Una vez hubimos cenado, seguimos charlando junto a la caravana. La conversación, que en un momento dado versaba sobre recetas culinarias, empezó a contener expresiones del tipo “me encanta chupar el jugo” o “tienes que meterla para que se caliente bien”, con lo que alguna sonrisilla maliciosa apareció y el sexo se hizo más presente aún en la reunión. En un incómodo silencio en el que todas las miradas confluyeron en el hipnótico glande de Pedro, su madre, que estaba junto a él, alargó la mano y comenzó a acariciarlo impúdica y casi despreocupádamente. Tres dedos eran suficientes para cubrirlo de tiernas caricias: el índice y el corazón lo abrazaban subiendo y bajando la piel, mientras el pulgar frotaba suavemente todo el glande desde su borde hasta la punta. Un rubor asomó a las mejillas de Lucía, quien a pesar de todo, no perdía detalle. Como no podía ser de otra manera, mi virilidad reaccionó al instante, llamando la atención de todos los presentes. Cristina estiró la mano izquierda hacia mí, pidiendo con tal gesto que me acercase hasta sus dominios, para poder así proporcionarme placer, sin dejar de hacerlo con Pedrito. “Ven aquí cariño” dijo, y sin levantarme de la silla, la acerqué de dos saltitos hasta colocarme a su alcance. Así, con los brazos extendidos, más que masturbarnos, Cristina acariciaba con ternura ambos miembros, los cuales brillaban a la tenue luz, merced a los líquidos que rezumaban ansiosos. “Mis dos hombres…” susurraba en sensual tono, “Mis pollas favoritas…” continuó, acariciando todos nuestros sentidos. Lucía nos miraba en silencio. Me pareció que intentaba adoptar una actitud indiferente, dando tragos a su cerveza, como si ver tal escena fuera algo normal que ella podía asumir de forma natural; pero el rubor de sus mejillas y el movimiento de sus muslos delataba cierta ansiedad. Las caricias no tardaron en surtir efecto en Pedrito quien se agarró con fuerza a los brazos de la silla y tensando todo su cuerpo dejó escapar violentos rayitos de semen mientras el pulgar de Cristina acariciaba en círculos en torno al orificio por el que salían. Éstos volaron por los aires aterrizando por doquier y empapando la amorosa mano de su madre, ya ocupada en embadurnar los marcados abdominales del efebo con el espeso líquido.

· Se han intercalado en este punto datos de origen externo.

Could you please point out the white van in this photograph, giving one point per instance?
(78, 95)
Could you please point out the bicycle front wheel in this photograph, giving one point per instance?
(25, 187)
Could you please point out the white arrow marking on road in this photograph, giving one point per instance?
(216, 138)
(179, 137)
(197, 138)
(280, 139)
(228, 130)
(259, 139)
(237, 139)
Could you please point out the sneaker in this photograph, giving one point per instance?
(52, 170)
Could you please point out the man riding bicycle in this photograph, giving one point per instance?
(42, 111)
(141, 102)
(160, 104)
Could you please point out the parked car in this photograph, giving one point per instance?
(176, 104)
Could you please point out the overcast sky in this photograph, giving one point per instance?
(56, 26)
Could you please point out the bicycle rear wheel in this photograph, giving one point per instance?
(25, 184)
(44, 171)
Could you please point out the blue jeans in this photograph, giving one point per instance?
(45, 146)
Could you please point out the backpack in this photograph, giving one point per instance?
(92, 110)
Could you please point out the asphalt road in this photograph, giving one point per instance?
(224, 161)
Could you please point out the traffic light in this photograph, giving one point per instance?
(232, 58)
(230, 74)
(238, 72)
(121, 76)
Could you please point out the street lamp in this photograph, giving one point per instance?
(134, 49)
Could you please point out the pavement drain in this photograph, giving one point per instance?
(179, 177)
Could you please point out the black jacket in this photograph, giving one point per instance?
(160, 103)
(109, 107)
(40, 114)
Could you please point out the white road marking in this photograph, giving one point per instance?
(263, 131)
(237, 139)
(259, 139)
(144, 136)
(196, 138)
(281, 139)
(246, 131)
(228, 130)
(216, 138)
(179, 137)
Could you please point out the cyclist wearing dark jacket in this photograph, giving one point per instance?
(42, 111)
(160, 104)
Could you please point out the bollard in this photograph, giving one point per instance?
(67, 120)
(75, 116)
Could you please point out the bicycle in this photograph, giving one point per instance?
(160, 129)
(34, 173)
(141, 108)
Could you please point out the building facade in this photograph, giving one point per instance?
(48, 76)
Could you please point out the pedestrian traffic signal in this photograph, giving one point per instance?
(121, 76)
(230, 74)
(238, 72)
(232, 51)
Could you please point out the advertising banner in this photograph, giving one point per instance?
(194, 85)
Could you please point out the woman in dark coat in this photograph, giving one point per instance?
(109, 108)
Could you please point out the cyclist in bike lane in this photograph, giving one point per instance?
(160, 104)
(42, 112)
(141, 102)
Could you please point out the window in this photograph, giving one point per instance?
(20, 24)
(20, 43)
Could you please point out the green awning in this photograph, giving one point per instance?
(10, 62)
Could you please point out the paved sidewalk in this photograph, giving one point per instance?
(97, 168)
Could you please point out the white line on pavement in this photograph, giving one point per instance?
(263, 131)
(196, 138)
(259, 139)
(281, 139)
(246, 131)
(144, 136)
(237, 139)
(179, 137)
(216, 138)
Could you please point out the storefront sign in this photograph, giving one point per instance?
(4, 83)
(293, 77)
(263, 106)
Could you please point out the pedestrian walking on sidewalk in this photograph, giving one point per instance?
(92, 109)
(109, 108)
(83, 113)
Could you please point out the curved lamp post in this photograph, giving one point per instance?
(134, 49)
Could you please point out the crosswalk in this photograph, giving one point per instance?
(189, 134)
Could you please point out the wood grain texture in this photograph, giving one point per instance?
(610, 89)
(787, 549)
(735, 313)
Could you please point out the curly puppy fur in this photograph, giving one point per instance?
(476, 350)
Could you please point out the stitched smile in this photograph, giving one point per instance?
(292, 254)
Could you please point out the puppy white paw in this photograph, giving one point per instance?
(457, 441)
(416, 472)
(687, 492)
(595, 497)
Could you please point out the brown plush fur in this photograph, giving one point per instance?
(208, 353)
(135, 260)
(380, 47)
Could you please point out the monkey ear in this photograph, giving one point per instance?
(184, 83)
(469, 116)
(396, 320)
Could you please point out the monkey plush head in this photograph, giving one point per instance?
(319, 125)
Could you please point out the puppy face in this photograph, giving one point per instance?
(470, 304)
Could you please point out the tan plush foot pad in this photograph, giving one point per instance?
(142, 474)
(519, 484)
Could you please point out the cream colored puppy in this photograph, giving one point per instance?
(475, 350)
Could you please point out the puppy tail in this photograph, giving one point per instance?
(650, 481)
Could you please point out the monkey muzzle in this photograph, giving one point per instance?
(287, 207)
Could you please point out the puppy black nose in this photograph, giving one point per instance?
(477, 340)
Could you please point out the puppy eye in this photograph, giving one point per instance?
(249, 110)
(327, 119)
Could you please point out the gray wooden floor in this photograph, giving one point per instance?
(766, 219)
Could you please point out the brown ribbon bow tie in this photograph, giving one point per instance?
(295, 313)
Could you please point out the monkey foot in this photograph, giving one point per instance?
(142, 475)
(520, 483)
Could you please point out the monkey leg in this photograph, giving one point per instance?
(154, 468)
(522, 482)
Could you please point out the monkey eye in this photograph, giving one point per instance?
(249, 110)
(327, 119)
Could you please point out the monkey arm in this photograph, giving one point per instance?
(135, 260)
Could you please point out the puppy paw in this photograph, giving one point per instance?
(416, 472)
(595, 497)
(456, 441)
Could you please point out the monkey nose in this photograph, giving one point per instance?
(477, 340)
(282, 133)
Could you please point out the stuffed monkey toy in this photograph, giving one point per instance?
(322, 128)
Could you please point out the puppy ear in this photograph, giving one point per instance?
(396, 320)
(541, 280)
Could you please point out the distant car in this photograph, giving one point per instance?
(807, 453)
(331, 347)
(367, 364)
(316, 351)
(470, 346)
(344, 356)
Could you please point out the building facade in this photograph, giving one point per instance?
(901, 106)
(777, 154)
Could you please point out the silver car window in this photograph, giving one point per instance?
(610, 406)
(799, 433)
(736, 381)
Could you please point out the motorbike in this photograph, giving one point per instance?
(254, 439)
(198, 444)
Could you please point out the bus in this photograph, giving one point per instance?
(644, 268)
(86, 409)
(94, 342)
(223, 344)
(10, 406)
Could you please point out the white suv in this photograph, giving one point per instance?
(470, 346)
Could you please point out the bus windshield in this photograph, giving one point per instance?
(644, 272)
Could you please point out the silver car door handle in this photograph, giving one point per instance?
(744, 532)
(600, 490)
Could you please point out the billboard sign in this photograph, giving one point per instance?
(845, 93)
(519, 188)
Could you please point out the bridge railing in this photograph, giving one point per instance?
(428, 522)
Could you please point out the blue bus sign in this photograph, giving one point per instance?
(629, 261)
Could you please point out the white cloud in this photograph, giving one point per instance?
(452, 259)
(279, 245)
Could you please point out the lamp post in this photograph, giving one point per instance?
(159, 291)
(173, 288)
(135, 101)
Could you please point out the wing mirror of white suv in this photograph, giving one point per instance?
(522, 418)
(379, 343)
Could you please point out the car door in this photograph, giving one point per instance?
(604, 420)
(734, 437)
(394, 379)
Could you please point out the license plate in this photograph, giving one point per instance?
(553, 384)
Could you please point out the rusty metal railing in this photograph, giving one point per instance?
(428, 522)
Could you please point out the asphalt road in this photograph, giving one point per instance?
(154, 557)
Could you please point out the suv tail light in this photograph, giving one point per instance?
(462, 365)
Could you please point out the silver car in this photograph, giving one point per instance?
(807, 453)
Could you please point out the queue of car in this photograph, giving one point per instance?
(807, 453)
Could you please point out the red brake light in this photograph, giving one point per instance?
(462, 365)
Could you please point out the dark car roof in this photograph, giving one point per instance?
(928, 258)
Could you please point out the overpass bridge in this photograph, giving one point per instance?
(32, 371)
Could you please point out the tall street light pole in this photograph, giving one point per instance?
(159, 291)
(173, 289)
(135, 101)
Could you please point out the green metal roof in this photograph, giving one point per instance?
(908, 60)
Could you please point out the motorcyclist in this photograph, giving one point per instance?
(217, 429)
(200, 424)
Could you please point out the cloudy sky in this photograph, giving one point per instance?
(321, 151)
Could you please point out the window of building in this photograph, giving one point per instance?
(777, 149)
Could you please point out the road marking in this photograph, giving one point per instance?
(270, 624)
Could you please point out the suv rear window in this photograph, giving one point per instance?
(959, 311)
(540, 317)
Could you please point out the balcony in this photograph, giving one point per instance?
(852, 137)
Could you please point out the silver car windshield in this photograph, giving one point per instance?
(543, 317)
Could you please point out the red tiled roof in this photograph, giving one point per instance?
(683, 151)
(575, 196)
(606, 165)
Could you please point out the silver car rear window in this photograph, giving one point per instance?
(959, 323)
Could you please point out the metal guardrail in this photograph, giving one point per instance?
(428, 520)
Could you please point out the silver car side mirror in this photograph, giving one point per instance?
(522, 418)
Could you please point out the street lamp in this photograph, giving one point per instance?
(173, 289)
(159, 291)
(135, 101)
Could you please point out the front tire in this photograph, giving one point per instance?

Cerca me encontraba de derramar yo también mi esencia, cuando Lucía se levantó y lanzándome una mirada en el último momento, entró en la caravana. La expresión en los ojos de Cristina y Pedrito también me pareció una invitación para que entrara al vehículo. En el asiento donde Lucía había estado toda la noche, era evidente una gran mancha húmeda. Con el rabo ardiente por haber reprimido el primer orgasmo en días, me levanté y la seguí.

En la penumbra del interior pude distinguir su breve silueta sentada en la cama. Con la espalda apoyada en la pared, abrazaba sus piernas totalmente flexionadas; si hubiera habido luz habría sido testigo de excepción del sabroso melocotoncito entre sus muslos.  En la oscuridad, intuí el movimiento de su cabeza para mirarme a los ojos mientras me acercaba y me sentaba a su lado, aunque en realidad, apenas éramos capaces de distinguir los contornos de nuestros rostros. Aparté un mechón de pelo de su frente y lo coloqué tras su orejita. “Papá…” musitó entrecortadamente, mientras con un dedo dibujaba su perfil desde la frente hasta la barbilla. En la quietud de la noche, el sonido de su agitada respiración invadió cada rincón de la estancia, delatando el estado de excitación nerviosa en el que se encontraba. No sé por qué, pero aún estando tan ansioso, lo que espontáneamente hice fue besarla en la cálida mejilla que había despejado al retirar su pelo. Esa mejilla que tantas veces había besado desde que era un bebé en cada despedida en la puerta del colegio; en cada “buenas noches” o en cada llanto desconsolado. Cogí su cabecita entre mis manos y besé su frente. En el movimiento de aproximación, mi glande topó con sus muslos, restregando por ellos el líquido que lo recubría. Sin soltarla, besé la punta de su nariz, y la otra mejilla. La besé en los ojos y en la barbilla. La besé en los labios. Un beso casto, sin lengua. La abracé embargado de amor y deseo, aplastando de nuevo mi arma contra ella, y me devolvió el abrazo. Sentí un rígido pezón, el sudor de su nuca y la piel erizada de sus brazos. Su entrepierna irradiaba un calor de mil soles. La volví a besar sin lengua en los labios y me devolvió el gesto.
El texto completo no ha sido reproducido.